PID: 29187 TASK: ffff90fd72842100 CPU: 20 COMMAND: “php”
#0 [ffff911e15db7a50] machine_kexec at ffffffffa12662c4
#1 [ffff911e15db7ab0] __crash_kexec at ffffffffa1322a32
#2 [ffff911e15db7b80] crash_kexec at ffffffffa1322b20
#3 [ffff911e15db7b98] oops_end at ffffffffa198d798
#4 [ffff911e15db7bc0] no_context at ffffffffa1275d14
#5 [ffff911e15db7c10] __bad_area_nosemaphore at ffffffffa1275fe2
#6 [ffff911e15db7c60] bad_area_nosemaphore at ffffffffa1276104
#7 [ffff911e15db7c70] __do_page_fault at ffffffffa1990750
#8 [ffff911e15db7ce0] do_page_fault at ffffffffa1990975
#9 [ffff911e15db7d10] page_fault at ffffffffa198c778
[exception RIP: unknown or invalid address]
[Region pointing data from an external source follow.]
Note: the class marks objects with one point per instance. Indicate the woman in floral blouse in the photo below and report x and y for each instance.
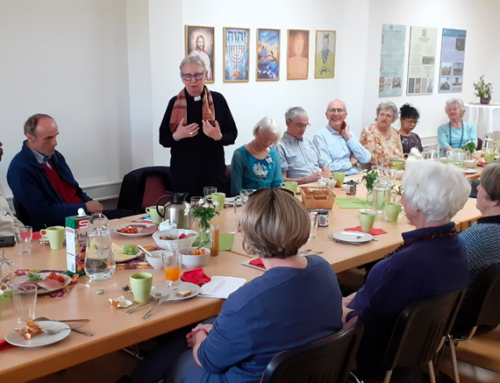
(382, 140)
(409, 120)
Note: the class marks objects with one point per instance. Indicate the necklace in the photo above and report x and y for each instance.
(449, 234)
(461, 138)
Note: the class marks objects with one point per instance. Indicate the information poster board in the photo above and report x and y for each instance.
(451, 71)
(392, 55)
(421, 61)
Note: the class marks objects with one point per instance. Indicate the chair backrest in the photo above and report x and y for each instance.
(483, 308)
(143, 187)
(21, 214)
(326, 360)
(420, 329)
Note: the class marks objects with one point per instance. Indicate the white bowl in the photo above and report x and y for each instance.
(174, 244)
(470, 164)
(156, 260)
(190, 260)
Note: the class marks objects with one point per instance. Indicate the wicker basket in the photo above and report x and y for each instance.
(321, 197)
(174, 244)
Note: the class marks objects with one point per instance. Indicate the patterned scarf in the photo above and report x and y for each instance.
(179, 111)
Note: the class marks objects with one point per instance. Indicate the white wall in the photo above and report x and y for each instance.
(105, 69)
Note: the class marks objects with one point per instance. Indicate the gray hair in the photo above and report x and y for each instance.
(296, 111)
(457, 101)
(267, 124)
(192, 59)
(388, 105)
(439, 191)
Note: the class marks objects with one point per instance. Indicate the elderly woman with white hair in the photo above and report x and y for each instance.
(256, 165)
(380, 138)
(196, 126)
(431, 261)
(456, 133)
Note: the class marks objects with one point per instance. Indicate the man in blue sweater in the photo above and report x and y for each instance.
(41, 180)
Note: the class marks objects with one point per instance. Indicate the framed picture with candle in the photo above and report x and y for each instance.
(236, 54)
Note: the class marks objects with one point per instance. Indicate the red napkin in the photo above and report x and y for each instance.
(5, 346)
(257, 262)
(196, 276)
(373, 232)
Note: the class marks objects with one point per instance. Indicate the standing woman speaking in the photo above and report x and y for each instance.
(196, 126)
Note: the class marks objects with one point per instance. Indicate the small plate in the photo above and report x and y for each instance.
(163, 290)
(126, 257)
(352, 236)
(16, 339)
(145, 229)
(40, 291)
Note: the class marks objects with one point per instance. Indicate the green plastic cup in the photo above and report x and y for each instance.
(141, 284)
(366, 220)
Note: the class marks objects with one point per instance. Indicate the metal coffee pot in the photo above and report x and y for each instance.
(177, 211)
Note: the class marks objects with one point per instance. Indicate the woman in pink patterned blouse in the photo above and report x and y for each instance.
(380, 138)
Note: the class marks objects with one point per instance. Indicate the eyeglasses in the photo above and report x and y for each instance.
(190, 76)
(411, 122)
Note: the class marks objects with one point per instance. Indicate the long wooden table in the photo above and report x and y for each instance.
(115, 330)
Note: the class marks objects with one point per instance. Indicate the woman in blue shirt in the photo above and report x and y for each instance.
(296, 301)
(456, 133)
(257, 165)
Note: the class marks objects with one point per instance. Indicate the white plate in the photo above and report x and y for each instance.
(469, 171)
(125, 257)
(40, 291)
(143, 225)
(353, 236)
(163, 290)
(39, 340)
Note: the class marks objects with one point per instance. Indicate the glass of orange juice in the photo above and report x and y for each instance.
(171, 266)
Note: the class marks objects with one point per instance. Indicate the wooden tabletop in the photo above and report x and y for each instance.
(114, 329)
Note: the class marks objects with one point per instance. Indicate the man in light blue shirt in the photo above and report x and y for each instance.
(339, 148)
(300, 159)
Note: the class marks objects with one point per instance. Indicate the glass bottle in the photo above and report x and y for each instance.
(99, 258)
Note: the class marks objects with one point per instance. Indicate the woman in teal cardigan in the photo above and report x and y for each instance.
(256, 165)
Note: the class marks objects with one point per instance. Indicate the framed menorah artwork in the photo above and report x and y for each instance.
(268, 55)
(324, 63)
(236, 54)
(297, 67)
(200, 41)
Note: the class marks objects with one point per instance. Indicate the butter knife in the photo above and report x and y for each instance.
(164, 299)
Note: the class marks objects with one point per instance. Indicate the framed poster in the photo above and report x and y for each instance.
(451, 71)
(422, 61)
(200, 41)
(392, 59)
(297, 64)
(268, 55)
(324, 61)
(236, 54)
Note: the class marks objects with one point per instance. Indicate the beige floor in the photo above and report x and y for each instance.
(107, 369)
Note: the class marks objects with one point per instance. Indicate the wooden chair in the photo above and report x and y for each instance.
(324, 361)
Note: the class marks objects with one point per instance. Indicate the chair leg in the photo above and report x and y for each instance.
(454, 363)
(432, 377)
(387, 377)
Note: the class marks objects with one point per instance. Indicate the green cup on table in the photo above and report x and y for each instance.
(366, 220)
(392, 210)
(339, 177)
(55, 235)
(220, 198)
(141, 284)
(290, 185)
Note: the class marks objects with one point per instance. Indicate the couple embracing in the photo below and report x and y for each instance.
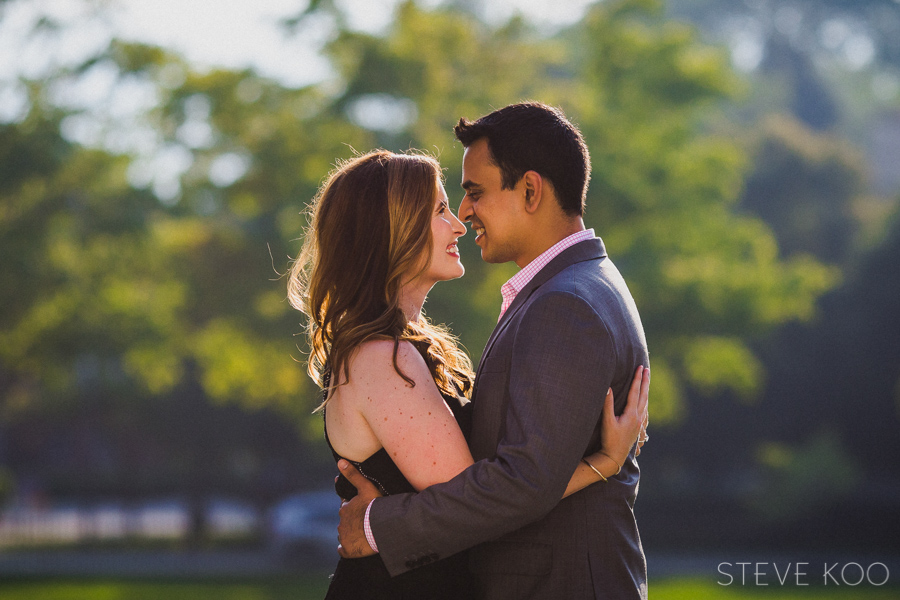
(518, 481)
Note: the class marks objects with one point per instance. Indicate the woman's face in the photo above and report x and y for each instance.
(445, 230)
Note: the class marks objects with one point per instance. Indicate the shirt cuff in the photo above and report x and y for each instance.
(368, 529)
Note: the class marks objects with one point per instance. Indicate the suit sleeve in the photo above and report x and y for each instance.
(562, 364)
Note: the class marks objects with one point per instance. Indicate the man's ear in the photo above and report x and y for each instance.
(534, 188)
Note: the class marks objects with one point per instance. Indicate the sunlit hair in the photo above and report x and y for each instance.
(370, 232)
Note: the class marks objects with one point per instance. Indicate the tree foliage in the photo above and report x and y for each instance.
(113, 291)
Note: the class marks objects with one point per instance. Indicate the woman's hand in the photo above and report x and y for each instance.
(620, 433)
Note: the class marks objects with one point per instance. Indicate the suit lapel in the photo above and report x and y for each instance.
(582, 251)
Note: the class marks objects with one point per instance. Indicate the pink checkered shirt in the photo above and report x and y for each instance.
(517, 282)
(509, 290)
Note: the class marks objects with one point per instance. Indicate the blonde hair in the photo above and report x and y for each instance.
(370, 228)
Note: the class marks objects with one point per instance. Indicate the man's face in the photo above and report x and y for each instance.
(495, 214)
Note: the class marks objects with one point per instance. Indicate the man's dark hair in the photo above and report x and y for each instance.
(531, 136)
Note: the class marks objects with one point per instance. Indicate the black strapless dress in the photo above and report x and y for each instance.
(368, 578)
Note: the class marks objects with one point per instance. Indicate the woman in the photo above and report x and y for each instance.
(381, 236)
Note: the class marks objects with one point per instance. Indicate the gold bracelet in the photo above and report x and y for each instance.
(612, 459)
(594, 469)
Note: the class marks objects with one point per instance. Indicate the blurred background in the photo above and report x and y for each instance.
(155, 414)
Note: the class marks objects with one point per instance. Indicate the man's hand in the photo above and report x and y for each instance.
(351, 535)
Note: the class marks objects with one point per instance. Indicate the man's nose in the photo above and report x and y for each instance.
(465, 209)
(459, 227)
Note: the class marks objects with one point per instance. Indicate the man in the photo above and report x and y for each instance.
(568, 331)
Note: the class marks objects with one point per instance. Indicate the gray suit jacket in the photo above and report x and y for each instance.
(570, 334)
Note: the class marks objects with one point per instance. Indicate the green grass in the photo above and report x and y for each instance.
(313, 588)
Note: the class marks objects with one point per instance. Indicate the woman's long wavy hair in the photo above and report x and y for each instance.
(369, 233)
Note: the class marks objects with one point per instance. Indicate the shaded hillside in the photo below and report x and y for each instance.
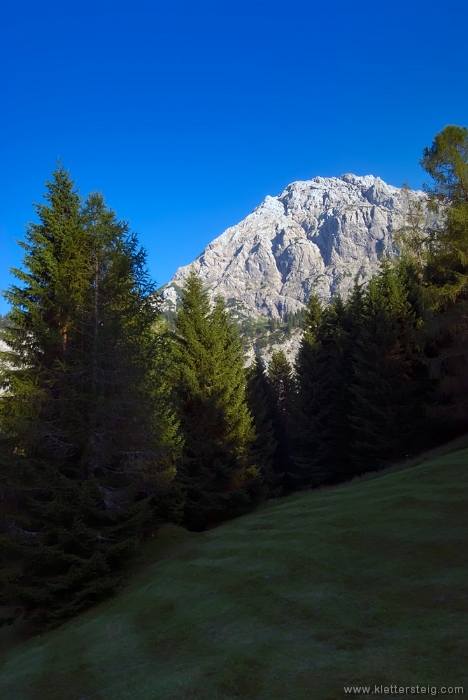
(361, 584)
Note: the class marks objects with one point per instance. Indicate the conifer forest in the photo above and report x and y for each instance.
(114, 421)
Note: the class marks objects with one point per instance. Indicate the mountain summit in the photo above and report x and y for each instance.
(316, 235)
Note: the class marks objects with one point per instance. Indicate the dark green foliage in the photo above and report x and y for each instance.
(261, 403)
(216, 472)
(389, 381)
(282, 383)
(445, 276)
(323, 402)
(87, 437)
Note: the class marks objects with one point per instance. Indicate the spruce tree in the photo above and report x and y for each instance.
(215, 471)
(307, 404)
(389, 383)
(323, 401)
(87, 441)
(282, 382)
(445, 277)
(260, 401)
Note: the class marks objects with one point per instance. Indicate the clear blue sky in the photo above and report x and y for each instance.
(186, 113)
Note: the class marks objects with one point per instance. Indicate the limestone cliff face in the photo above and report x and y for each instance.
(316, 235)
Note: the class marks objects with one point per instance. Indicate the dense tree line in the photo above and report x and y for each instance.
(113, 420)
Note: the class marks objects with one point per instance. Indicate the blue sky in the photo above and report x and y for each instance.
(187, 114)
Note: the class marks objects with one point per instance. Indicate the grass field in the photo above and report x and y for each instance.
(366, 583)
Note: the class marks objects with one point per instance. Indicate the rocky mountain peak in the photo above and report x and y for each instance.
(316, 235)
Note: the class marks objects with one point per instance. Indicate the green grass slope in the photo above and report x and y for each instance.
(362, 584)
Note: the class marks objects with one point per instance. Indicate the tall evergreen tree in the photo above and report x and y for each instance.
(87, 441)
(282, 383)
(446, 275)
(215, 470)
(260, 400)
(389, 384)
(323, 400)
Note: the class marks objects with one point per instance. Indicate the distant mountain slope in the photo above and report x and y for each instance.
(316, 235)
(364, 584)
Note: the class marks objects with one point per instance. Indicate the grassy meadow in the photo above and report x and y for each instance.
(366, 583)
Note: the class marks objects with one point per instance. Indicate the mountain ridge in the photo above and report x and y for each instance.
(315, 235)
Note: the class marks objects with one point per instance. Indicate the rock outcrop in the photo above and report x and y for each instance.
(316, 235)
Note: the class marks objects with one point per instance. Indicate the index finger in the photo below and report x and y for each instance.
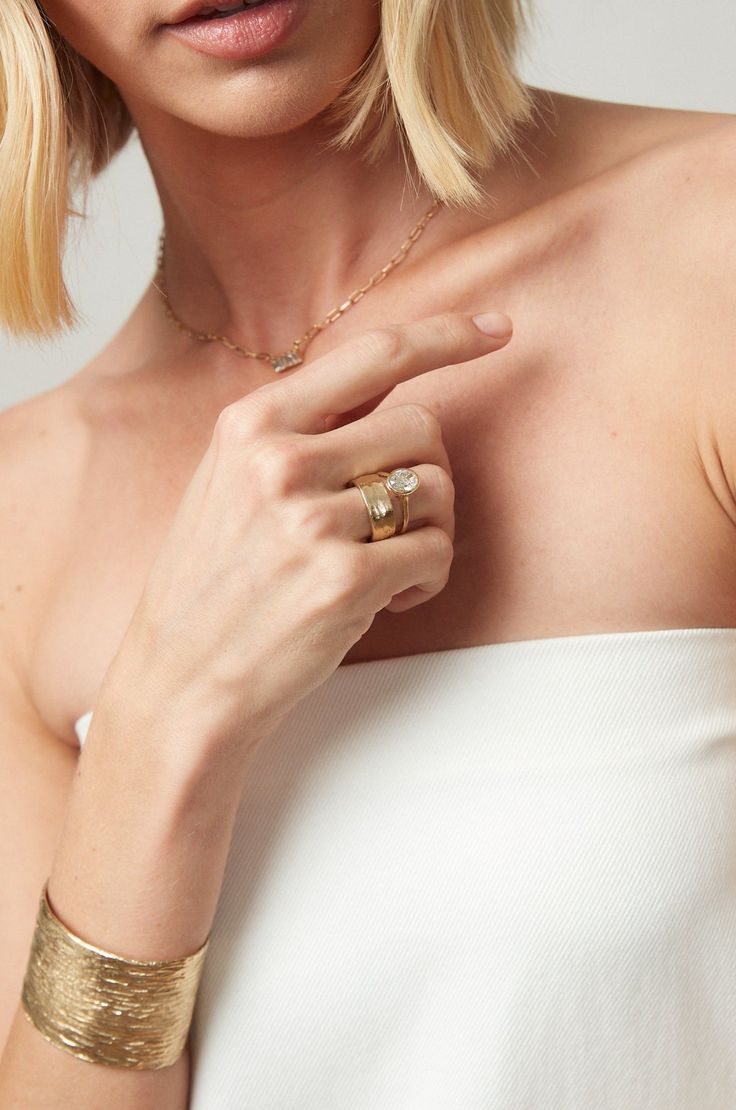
(370, 364)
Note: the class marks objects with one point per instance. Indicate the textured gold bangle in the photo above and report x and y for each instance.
(106, 1009)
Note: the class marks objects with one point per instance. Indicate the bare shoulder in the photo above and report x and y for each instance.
(677, 230)
(657, 192)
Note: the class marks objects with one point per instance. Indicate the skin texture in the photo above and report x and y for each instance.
(592, 457)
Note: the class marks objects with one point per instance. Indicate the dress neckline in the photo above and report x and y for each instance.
(537, 643)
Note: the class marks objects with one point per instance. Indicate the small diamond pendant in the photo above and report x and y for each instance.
(284, 361)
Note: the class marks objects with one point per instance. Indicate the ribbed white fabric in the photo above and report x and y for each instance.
(487, 878)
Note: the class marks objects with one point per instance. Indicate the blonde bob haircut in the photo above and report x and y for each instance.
(441, 72)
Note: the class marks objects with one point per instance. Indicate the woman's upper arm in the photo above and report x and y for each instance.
(36, 773)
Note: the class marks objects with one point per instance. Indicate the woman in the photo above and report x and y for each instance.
(465, 799)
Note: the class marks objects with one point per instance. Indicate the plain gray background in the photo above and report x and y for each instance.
(669, 53)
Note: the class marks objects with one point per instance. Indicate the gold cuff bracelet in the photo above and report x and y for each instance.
(106, 1009)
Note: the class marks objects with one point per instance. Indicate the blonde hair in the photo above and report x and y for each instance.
(441, 73)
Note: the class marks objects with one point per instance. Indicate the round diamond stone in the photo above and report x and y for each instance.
(403, 480)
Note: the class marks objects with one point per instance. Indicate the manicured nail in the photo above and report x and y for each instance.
(494, 323)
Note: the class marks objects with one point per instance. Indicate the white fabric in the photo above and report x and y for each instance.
(489, 878)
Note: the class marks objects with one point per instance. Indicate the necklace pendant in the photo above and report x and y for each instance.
(284, 361)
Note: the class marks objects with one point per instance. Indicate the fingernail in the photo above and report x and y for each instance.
(494, 323)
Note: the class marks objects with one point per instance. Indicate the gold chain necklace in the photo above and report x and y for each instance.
(293, 356)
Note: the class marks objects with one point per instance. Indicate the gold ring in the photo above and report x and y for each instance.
(379, 505)
(403, 481)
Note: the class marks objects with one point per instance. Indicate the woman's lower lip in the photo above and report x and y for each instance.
(244, 34)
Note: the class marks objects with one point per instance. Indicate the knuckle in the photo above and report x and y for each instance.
(312, 522)
(276, 466)
(346, 573)
(232, 423)
(442, 547)
(424, 420)
(246, 417)
(384, 344)
(444, 486)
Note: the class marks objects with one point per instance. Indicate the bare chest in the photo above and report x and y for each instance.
(582, 503)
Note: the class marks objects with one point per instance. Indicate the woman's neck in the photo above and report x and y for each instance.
(265, 235)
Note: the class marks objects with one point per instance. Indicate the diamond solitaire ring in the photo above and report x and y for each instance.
(403, 482)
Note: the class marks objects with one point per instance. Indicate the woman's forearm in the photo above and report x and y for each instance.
(138, 873)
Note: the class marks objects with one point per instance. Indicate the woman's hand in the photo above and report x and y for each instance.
(265, 579)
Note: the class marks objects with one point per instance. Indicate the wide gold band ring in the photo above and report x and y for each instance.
(379, 505)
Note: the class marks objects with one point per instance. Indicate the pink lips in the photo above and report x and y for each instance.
(244, 34)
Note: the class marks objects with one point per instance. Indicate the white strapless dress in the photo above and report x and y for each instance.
(487, 878)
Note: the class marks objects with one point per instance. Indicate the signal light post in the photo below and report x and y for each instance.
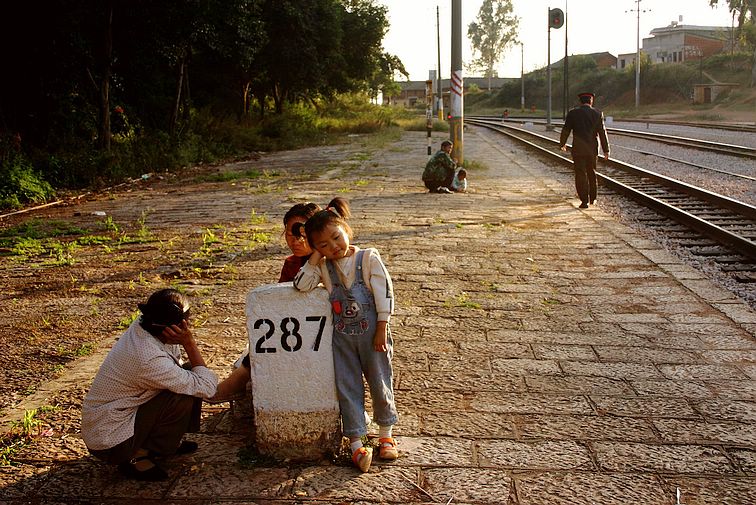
(556, 20)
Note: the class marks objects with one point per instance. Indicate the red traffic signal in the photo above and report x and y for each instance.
(556, 18)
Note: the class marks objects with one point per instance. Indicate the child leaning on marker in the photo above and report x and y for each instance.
(362, 301)
(459, 183)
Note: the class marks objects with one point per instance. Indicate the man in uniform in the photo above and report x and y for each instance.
(439, 171)
(586, 125)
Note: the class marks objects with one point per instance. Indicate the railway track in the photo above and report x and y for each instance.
(708, 225)
(705, 145)
(735, 127)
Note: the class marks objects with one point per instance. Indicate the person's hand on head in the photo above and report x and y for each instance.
(178, 333)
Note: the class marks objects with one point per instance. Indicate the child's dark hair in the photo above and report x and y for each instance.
(336, 212)
(304, 210)
(164, 308)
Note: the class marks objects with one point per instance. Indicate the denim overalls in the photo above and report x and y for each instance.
(354, 324)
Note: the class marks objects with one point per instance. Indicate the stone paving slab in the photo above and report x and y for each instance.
(544, 354)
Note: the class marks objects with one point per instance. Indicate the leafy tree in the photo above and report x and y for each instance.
(493, 30)
(745, 10)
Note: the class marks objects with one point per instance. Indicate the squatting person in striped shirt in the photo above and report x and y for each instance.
(143, 400)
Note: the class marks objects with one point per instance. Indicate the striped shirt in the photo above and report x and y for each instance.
(136, 369)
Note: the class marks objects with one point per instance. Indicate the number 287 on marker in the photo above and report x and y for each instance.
(290, 336)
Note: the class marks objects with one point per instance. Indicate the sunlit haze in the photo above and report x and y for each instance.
(594, 26)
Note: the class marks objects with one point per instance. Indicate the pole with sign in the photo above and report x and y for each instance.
(456, 85)
(556, 20)
(429, 112)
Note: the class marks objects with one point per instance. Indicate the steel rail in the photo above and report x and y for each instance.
(734, 241)
(706, 145)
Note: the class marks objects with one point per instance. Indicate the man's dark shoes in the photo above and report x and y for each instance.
(153, 474)
(186, 447)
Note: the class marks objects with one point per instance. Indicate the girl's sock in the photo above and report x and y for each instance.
(355, 445)
(384, 431)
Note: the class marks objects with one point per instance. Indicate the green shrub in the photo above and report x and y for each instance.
(20, 184)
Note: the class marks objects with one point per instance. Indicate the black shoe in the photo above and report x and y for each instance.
(154, 474)
(186, 447)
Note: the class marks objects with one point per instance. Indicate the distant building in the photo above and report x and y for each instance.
(603, 60)
(414, 91)
(677, 43)
(625, 60)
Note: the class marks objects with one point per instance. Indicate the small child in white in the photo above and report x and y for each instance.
(459, 183)
(362, 301)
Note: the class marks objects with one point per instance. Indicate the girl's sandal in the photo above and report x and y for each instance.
(387, 448)
(362, 458)
(152, 474)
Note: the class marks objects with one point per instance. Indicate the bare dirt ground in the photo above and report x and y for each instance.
(78, 284)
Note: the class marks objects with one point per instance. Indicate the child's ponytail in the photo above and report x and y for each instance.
(340, 206)
(336, 212)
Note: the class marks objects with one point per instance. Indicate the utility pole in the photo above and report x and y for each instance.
(566, 89)
(548, 77)
(456, 85)
(440, 96)
(637, 50)
(555, 20)
(522, 77)
(637, 54)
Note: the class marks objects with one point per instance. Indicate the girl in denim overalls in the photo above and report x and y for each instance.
(362, 303)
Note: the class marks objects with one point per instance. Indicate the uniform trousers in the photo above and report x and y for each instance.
(585, 177)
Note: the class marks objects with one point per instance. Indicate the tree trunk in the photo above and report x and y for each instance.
(187, 97)
(105, 133)
(278, 99)
(177, 101)
(246, 105)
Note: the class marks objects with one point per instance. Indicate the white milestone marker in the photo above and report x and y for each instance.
(293, 385)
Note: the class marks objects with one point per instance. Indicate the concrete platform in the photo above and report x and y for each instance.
(544, 354)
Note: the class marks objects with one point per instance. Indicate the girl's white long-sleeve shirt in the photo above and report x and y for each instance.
(375, 275)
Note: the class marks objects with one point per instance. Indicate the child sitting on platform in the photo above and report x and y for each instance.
(459, 183)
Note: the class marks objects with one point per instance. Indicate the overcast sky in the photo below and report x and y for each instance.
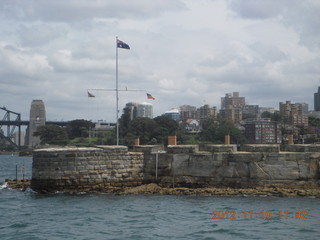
(182, 52)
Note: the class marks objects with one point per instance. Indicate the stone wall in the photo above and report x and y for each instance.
(85, 169)
(258, 165)
(104, 167)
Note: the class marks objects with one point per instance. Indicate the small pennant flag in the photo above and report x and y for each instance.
(90, 94)
(121, 44)
(149, 96)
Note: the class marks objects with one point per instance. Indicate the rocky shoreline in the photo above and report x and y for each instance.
(153, 188)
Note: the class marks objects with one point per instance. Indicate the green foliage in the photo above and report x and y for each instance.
(215, 132)
(124, 122)
(51, 134)
(274, 116)
(315, 122)
(144, 128)
(79, 128)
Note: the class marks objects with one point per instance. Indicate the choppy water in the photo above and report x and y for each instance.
(28, 215)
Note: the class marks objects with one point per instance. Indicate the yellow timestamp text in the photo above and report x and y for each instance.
(264, 214)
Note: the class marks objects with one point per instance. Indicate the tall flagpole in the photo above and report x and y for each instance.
(117, 92)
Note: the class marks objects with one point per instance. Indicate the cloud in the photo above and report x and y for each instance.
(39, 34)
(302, 16)
(79, 10)
(18, 63)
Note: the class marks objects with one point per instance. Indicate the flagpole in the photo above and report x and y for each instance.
(117, 92)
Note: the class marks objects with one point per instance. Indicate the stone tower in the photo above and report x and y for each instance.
(37, 118)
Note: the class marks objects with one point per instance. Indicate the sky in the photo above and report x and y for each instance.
(181, 51)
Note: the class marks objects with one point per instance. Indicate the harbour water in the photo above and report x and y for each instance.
(28, 215)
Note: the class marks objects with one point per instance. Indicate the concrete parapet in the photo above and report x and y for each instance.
(182, 149)
(85, 169)
(260, 148)
(172, 140)
(302, 148)
(103, 167)
(148, 148)
(220, 148)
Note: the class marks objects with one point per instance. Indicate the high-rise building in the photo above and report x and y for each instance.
(188, 112)
(317, 100)
(37, 118)
(231, 114)
(140, 110)
(263, 131)
(231, 107)
(292, 113)
(173, 114)
(206, 112)
(233, 99)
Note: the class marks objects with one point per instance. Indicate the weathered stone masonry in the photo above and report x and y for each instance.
(85, 169)
(103, 167)
(223, 165)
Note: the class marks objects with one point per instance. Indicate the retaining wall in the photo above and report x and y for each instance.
(103, 167)
(85, 169)
(253, 165)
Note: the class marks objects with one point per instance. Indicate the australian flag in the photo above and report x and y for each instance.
(121, 44)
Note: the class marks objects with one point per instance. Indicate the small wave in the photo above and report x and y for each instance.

RIP: ffff911c3f6959e0 RSP: ffff911e15db7dc8 RFLAGS: 00010083
RAX: 0000000000000000 RBX: ffff911c3f6959e0 RCX: 0000000000000000
RDX: ffff911c3f6959a0 RSI: ffff911c3f6959f0 RDI: ffff911e15db7e80
RBP: ffffffffa12c9875 R8: 0000000000000000 R9: 0000000000000018
R10: 0000000062b72477 R11: 0000000000000246 R12: ffff911e15db7e80
R13: ffff911e15db7dd8 R14: ffff911c3f6959a0 R15: ffff911c3f6959a0
ORIG_RAX: ffffffffffffffff CS: 0010 SS: 0018
#10 [ffff911e15db7de0] hrtimer_start_range_ns at ffffffffa12c9f3e
#11 [ffff911e15db7e48] do_nanosleep at ffffffffa198834b
#12 [ffff911e15db7e78] hrtimer_nanosleep at ffffffffa12cad0b
#13 [ffff911e15db7f18] sys_nanosleep at ffffffffa12cae66
#14 [ffff911e15db7f50] system_call_fastpath at ffffffffa1995f92
RIP: 00007f272626f8d0 RSP: 00007ffcb26e5398 RFLAGS: 00000202
RAX: 0000000000000023 RBX: 000055e6b5830330 RCX: 0000000000000001
RDX: 0000000000000000 RSI: 0000000000000000 RDI: 00007ffcb26e53e0
RBP: 00007ffcb26e5480 R8: 0000000000000000 R9: 0000000000000018
R10: 0000000062b72477 R11: 0000000000000246 R12: 00007f2724e1ceb0
R13: 0000000000000000 R14: 000000000df03106 R15: 0000000000000000
ORIG_RAX: 0000000000000023 CS: 0033 SS: 002b
The CPU’s RIP (Instruction Pointer) register should point to the next instruction to be executed.
It stores the offset address of the next instruction to be executed.
But in this crash instead of a valid offset address of the next instruction, the php referenced to an invalid RIP.
This kind of mis-behaviour is caused since the program “PHP” is generating the socket fault here by referencing to invalid instruction set.
We need to reach out to the PHP support with these details so that we can have this bug identified with specific PHP version and fix it accordingly.